Chapter 32 Epilogue 2 Aurienne’s Notes
Dear Quincey,
Quick notes for our first attempt at putting this on paper. Am in a rush so it’s even more illegible than normal. The usual apologies apply.
Case study: a novel treatment protocol for patients with advanced seith degeneration
Case history
Seith deterioration is deadly and widely considered impossible to cure (see also “Management of Seith Deterioration: Fifty Years of Clinical Outcomes” by Hwang and Saward and “ ‘Treating’ Seith Rot: Current Methodologies” by Le et al).
We describe the case of a 35-year-old male who sustained a crushing injury at the cervical spine (an imbecile hit him with a maul).
Patient’s cervical seith channels were affected by the injury and, given that Haelan intervention was not immediately sought, they began to deteriorate.
Patient first noticed fluctuations in the flow of his seith 2–3 months after the injury.
Initial imaging revealed significant degeneration throughout the patient’s seith system, stemming from the site of the original injury. Deterioration contributed to patient’s occasional difficulties summoning seith. Initial assessments also revealed advanced torpraxia.
Patient had an otherwise well-developed, robust seith system. Patient had a tācn (Order withheld for patient’s privacy).
Treatment course
In early discussions, patient was advised that there are limited treatment protocols available, including seith debridement. However, patient wished to retain seith function.
At patient’s insistence, despite a lack of published evidence, course of treatment was launched, a pursuit of “the Old Ways,” i.e.
, healing attempts at full moons, during “in-between” spaces and times, per early, unpublished research by care provider.
In practice, this translated to a full infusion of seith by a Haelan every 29 days.
Given circumstances (undisclosed for patient’s privacy), patient could not attend regular imaging sessions with care provider at Swanstone.
Care provider therefore placed seith markers throughout patient’s system to track advancement of degeneration.
Patient observed to have high pain tolerance during placement.
During course of treatment, complications in the patient’s care included two seith embolisms several months apart (removed by care provider) and penetrating abdominal trauma (incurred in protection of care provider).
Patient was given verbal reminders to not overuse seith.
Attempt 1:
Cúsc moon (March)
Observations: no change
Attempt 2:
Hara moon (April)
Observations: no change
Attempt 3:
Blaednes moon (May)
No immediate change noted, but slowdown in degeneration observed in subsequent imaging
Attempt 4:
Begbéam moon (June)
Change noted: healed node (exceptional development; no records exist of nodes lost to seith deterioration being successfully regenerated)
Attempt 5:
Hunig moon (July)
Change noted: reversed demyelination in cervical seith channels
Attempt 6:
Thunor moon (August)
Change noted: wholesale reversal of seith deterioration; no further traces of deterioration detected
Attempt 7:
Bédríp moon (September)
Change noted: Care provider fixed herself
Clinical implications subsequent imaging (NB Quincey: I will provide the images) shows no evidence of disease.
Possibility that the care provider’s seith markers assisted with healing? In some imaging, clear recession of disease around seith markers. Query: would degeneration have continued to advance in the absence of continual exposure to Haelan seith through the markers?
Possibility that the regular seith infusions are also helpful?
Examine seith “dosing” strategies suggested 29-day period is theoretical and entirely arbitrary.
Importance of time and place: unclear; suspected; further study required.
Overall, this case study suggests that long-term exposure to Haelan seith may elicit an exceptional therapeutic response, allowing for regression, and eventually resolution, of the disease.
However, further research is needed to confirm the effectiveness of treatment.
Methods undertaken in this case study not acceptable from a regulatory, ethical, or clinical standpoint.

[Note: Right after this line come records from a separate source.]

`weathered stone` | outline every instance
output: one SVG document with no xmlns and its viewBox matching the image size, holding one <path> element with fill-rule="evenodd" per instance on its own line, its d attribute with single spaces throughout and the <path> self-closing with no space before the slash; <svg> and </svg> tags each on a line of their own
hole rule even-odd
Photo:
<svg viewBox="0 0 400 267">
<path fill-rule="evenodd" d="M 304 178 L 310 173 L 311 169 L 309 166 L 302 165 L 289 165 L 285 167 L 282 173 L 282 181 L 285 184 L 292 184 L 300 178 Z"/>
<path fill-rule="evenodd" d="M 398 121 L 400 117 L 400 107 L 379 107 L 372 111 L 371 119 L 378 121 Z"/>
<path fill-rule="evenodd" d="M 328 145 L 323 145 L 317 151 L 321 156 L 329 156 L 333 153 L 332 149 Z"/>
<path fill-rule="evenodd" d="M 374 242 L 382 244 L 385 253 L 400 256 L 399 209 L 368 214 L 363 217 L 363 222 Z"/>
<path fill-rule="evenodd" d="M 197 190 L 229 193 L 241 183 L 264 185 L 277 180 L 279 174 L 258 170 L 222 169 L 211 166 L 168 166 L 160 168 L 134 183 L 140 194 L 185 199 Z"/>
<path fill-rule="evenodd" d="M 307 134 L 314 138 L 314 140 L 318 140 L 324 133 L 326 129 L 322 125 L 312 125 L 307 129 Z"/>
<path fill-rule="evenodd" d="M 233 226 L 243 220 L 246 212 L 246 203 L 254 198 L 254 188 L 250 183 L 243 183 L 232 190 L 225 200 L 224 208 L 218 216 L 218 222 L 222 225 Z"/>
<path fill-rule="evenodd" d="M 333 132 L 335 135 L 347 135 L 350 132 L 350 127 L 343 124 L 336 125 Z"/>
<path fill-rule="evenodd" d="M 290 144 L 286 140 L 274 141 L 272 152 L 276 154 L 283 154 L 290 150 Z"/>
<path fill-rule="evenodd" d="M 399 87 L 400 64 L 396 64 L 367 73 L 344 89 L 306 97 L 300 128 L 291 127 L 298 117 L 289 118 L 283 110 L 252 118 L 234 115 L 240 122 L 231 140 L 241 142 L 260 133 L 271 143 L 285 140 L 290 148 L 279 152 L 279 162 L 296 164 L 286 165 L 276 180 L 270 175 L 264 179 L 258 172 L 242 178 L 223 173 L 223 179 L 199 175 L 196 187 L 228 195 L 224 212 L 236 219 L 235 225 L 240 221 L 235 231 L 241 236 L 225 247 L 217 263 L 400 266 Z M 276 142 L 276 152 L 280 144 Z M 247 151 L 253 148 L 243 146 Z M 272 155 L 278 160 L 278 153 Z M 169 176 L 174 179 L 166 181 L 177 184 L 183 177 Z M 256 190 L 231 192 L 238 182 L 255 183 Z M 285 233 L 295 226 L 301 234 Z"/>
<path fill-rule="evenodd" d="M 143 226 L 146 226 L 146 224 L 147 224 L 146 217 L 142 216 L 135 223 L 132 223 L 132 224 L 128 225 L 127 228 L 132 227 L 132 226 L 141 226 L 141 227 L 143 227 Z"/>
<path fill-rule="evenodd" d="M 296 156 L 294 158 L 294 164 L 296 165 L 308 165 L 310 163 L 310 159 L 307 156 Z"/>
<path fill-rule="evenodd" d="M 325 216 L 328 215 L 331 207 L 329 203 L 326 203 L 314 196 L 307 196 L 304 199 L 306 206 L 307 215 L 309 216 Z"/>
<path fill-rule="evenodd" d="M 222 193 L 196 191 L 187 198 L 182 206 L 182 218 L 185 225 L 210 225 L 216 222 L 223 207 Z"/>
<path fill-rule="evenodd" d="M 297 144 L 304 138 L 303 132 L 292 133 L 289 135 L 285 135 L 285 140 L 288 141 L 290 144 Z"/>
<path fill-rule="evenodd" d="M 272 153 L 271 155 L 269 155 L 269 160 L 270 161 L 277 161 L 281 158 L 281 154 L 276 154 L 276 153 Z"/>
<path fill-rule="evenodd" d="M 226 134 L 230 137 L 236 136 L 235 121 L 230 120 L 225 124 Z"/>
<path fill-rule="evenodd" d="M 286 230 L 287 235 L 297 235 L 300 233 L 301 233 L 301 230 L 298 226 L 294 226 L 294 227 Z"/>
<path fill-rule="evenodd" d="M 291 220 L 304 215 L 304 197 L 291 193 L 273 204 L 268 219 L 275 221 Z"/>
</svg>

Interdisciplinary collaboration was crucial (see acknowledgements).
Acknowledgements
The author would like to thank first and foremost the patient, whose insistence—and steadfast belief in the provider’s skill—culminated in discoveries with significant implications for treatment of seith rot and other degenerative diseases.
If it hadn’t been for his stubbornness, these advances would not have occurred.
Thanks also to Haelan Belladonna Xanthe, who played a pivotal role in initiating the project and supported the author throughout.
The author would like to acknowledge the silent contributor to this study: Professor Widdershins, formerly of Aynsworth University, Wessex.
His work on the translation of the Monafyll Stone was of immense assistance in determining place for the monthly seith infusions.
Professor Widdershins’ whereabouts are currently unknown.
Any information would be gratefully received by the author.
Quincey: please remove from final draft; Acts of Warranted Brutality decided to tip over my inkpot and have the final word.